Sometimes you need to simplify part or all of those rich-inner-lives away to be able to think, or communicate clearly about the equations.
I think there's something like missing moods that go on sometimes, where one person is trying to have a conversation focusing on a particular abstraction, and another person is tuned into another abstraction, and they both share most of the same beliefs and values but at that particular moment they're trying to talk about different things and frustrated that the other person doesn't seem to care.
Sometimes you need to abstract away, not only the rich inner life of a person (or millions of people), but entire swaths of the cold mathematics too. Or, sometimes you might want to focus on rich-inner-life, but tuned into a particular subset – the part of the rich-inner-life that cares about agency and longterms goals, or the rich-inner-life that cares about the energy in the room at the moment.
Or, you might care about interpersonal rich-outer-life — the layers of meaning and personhood that apply to relationships and groups over individuals or masses. Two individuals might both be having individually good experiences but something about their relationship seems stagnant or toxic.
Reality is rich with detail and it seems quite common to need to tune into some of that detail, and necessarily tune out others.
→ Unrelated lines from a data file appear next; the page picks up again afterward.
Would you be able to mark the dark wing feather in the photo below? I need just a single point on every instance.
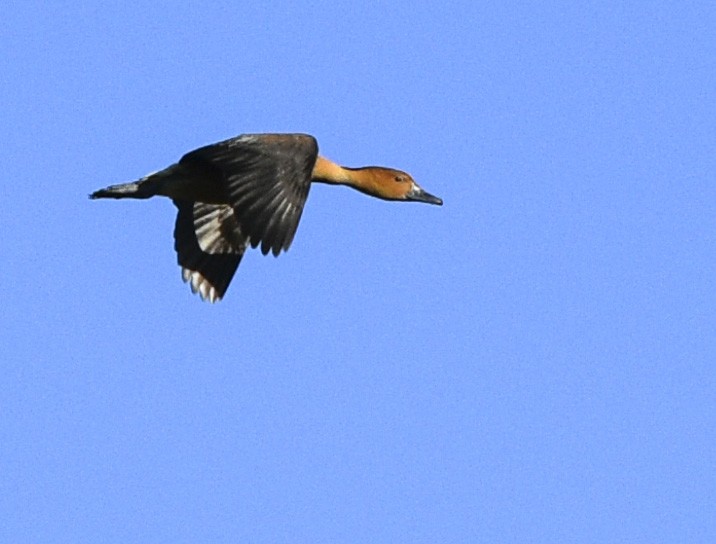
(267, 177)
(209, 246)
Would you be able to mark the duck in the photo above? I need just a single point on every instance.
(249, 191)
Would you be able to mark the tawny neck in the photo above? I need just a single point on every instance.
(326, 171)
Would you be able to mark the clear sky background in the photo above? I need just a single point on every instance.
(532, 362)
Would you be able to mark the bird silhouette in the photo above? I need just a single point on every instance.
(250, 191)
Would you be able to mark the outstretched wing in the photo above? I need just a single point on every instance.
(209, 246)
(267, 177)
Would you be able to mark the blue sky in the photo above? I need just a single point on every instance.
(532, 362)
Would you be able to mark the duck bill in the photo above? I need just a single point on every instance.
(417, 194)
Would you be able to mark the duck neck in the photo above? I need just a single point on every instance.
(326, 171)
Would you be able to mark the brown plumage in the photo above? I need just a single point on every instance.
(250, 190)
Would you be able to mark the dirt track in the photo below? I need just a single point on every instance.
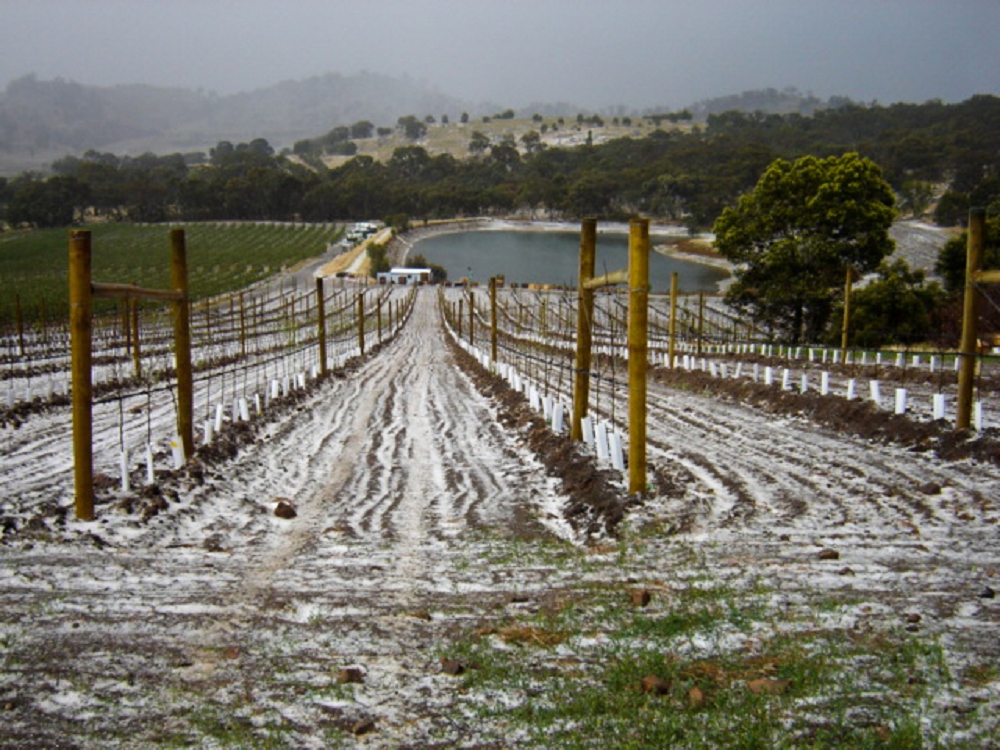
(418, 499)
I wrote this post after a couple recent moments wherein I seemed to focused on a different slice of reality than my conversation partner(s). I'm not sure whether this particular blogpost would have helped, but it seemed like a useful handle for how I personally relate to this sort of disconnect. I'd like to be able to briefly refer to this meta-concept, and then figuring out which moods are actually missing, and "get on the same page" as quickly as possible without interrupting the conversation.
I don't necessarily see all the same rich-detail that you do, and there might be times when I literally don't understand or don't care about the particular lens you are trying to optimize reality through. But I think, most of the time, I do see it, it just might not have been what I was focused on at the moment.